Key Experimental Results¶
Main Results¶
Population Density Estimation (Satellite Images):
| Method | L2-Log Error ↓ | Interpretable |
|---|---|---|
| Deep Learning Baseline | 0.3974 | ✗ |
| Concept Bottleneck | ~0.5 | ✓ (Limited) |
| LLM Zero-shot | 0.84 | ✓ |
| DiSciPLE | 0.2607 | ✓ |
34 Demographic Indicators:
| Method | L1 Error ↓ |
|---|---|
| Deep Learning / Mean Baseline | 0.8527 |
| DiSciPLE | 0.8159 |
Ablation Study¶
| Configuration | L2-Log Error ↓ |
|---|---|
| Base version (w/o critic/simplifier) | 0.3159 |
| + Feature Set Expansion | 0.2906 |
| + Program Critic | 0.2873 |
| + Program Simplifier | 0.2607 |
| Remove LLM Common-Sense | 0.8401 |
| Remove Problem Context | 0.4498 |
Key Findings¶
- LLM common-sense knowledge is critical: removing it causes the error to jump from 0.2607 to 0.8401, demonstrating that the domain intuition provided by the LLM is fundamental to the search's success.
- The contribution of the program simplifier is underestimated: it not only maintains interpretability but also enhances generalization capability by removing noisy features.
- DiSciPLE significantly outperforms deep learning models in out-of-distribution (OOD) generalization, signifying that the interpretable programs learn more robust patterns.
- Experiments across 34 demographic indicators demonstrate the broad applicability of the proposed method, showing it is not limited to a single task.
Highlights & Insights¶
- LLM as an Intelligent Search Engine: Replacing the random operations of traditional evolutionary algorithms with LLMs is an elegant design; the programming capability and common-sense knowledge of LLMs yield much higher search efficiency than random search.
- Interpretability Without Sacrificing Accuracy: DiSciPLE's synthesized programs are more accurate than deep models (35% lower error), challenging the stereotype that "interpretability must compromise performance."
- Democratizing Scientific Discovery: The framework allows non-ML experts to automatically discover visual patterns by simply providing task descriptions and data, lowering the barrier to entry for scientific discovery.
Limitations & Future Work¶
- Dependency on the code generation capability of LLMs, making program quality constrained by LLM performance.
- The library of primitive functions requires manual design, needing different sets of primitives for different domains.
- High computational cost of evolutionary search (due to multiple LLM calls and program evaluations).
- Validation is limited to remote sensing and demographics, leaving applicability to other scientific domains unexplored.
Related Work & Insights¶
- vs ViperGPT/VisProg: These methods rely directly on LLM zero-shot code generation, which performs poorly on scientific tasks (error of 0.84).
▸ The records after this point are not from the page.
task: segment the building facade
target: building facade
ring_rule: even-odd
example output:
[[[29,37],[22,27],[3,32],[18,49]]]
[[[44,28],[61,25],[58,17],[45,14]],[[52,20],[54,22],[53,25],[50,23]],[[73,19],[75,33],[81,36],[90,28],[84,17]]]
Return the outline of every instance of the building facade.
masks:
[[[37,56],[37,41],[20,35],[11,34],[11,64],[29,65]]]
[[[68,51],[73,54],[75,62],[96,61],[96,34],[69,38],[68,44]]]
DiSciPLE iteratively refines the code through evolutionary search.
- vs Concept Bottleneck Models (CBMs): Concept bottleneck models are restricted to simple linear functions, whereas the programs generated by DiSciPLE can contain complex logic and nested calls.
- vs Symbolic Regression (SR): Traditional SR methods cannot handle high-dimensional image inputs, which DiSciPLE resolves by introducing vision foundation models as primitives.
- Holds significant value for automating scientific discovery and AI for Science.
Rating¶
- Novelty: ⭐⭐⭐⭐⭐ LLM-guided evolutionary search for synthesizing interpretable programs establishes a brand-new paradigm.
- Experimental Thoroughness: ⭐⭐⭐⭐ Evaluated on three real-world scientific tasks with detailed ablation studies.
- Writing Quality: ⭐⭐⭐⭐ Strong motivation and clear problem formulation.
- Value: ⭐⭐⭐⭐⭐ Opens a new direction for interpretability in AI for Science.